Galetta

Galetta is a dispersed rural community[1] in West Carleton-March Ward in rural western Ottawa, Ontario, Canada. It is located on the Mississippi River near its mouth in the Ottawa River. Once part of Fitzroy Township and later West Carleton, it is now part of the city of Ottawa.

Galetta and the Mississippi River

According to the Canada 2011 Census, the population of Galetta's Dissemination Area was 545,[2] which also includes nearby communities Vydon Acres, Marshall Bay and part of Mohr Corners.

History

The area was first settled in 1823. It was originally named Hubbell's Falls after James Hubbell.

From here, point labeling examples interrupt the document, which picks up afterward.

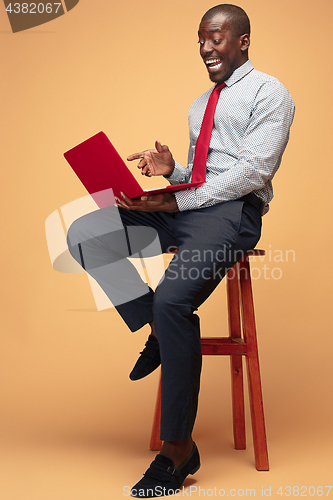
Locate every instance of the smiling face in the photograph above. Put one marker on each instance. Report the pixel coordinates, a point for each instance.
(221, 51)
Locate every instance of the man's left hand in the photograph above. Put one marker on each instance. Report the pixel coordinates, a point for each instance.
(163, 202)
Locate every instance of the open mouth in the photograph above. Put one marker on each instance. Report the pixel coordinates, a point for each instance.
(213, 64)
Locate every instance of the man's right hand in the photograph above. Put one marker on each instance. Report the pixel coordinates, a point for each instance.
(157, 161)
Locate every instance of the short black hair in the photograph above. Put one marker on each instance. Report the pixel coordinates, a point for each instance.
(239, 21)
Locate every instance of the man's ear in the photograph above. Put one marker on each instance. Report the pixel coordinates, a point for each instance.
(245, 42)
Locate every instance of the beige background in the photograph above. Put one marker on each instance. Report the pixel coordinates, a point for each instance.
(72, 424)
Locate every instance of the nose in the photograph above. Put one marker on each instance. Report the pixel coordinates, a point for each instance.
(206, 48)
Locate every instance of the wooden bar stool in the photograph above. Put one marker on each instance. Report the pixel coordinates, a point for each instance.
(242, 341)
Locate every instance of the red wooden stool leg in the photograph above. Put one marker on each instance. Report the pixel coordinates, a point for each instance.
(155, 442)
(237, 387)
(256, 404)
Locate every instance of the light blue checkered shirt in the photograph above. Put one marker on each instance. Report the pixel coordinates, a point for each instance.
(251, 130)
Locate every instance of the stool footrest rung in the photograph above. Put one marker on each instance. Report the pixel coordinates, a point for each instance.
(223, 346)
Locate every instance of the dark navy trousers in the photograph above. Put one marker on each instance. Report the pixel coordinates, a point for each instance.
(209, 241)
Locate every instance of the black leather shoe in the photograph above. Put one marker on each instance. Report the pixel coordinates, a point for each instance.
(149, 360)
(163, 479)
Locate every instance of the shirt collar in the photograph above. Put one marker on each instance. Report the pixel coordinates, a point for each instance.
(239, 73)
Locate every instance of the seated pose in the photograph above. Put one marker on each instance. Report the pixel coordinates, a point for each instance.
(239, 129)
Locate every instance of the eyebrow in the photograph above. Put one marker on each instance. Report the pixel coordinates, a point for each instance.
(213, 31)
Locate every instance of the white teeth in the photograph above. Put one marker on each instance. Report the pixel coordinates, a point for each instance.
(212, 61)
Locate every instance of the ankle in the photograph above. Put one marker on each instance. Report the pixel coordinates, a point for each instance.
(177, 451)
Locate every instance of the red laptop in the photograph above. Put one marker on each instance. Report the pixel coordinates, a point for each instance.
(103, 172)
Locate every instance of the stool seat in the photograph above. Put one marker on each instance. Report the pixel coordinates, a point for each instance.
(242, 341)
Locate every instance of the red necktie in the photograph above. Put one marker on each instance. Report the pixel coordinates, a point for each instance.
(202, 144)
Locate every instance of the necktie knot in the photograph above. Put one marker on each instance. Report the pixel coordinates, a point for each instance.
(202, 145)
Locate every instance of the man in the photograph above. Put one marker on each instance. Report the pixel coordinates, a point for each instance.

The Post Office was established in 1850, and was kept at Riddle's or Mohr's Corners, James Riddle served as postmaster in 1866. By 1866, Hubbell's Falls was a village with a population of about 200 in the township of Fitzroy, on the Mississippi river. The river here has a fall of twenty feet. It contained a school, with an average attendance of forty.five pupils.[3]

It was renamed Steen's Falls after James Steen who built a mill here, and finally Galetta in 1873 after James Galetti Whyte who also built mills on the river here.

In 1892, the Ottawa, Arnprior and Parry Sound Railway built a line through the town, which later became a branch line on the Canadian National Railway. Since 1974, use has been limited.

A small hydroelectric plant on the Mississippi River is in Galetta, operational since 1907, now the property of TransAlta.[4]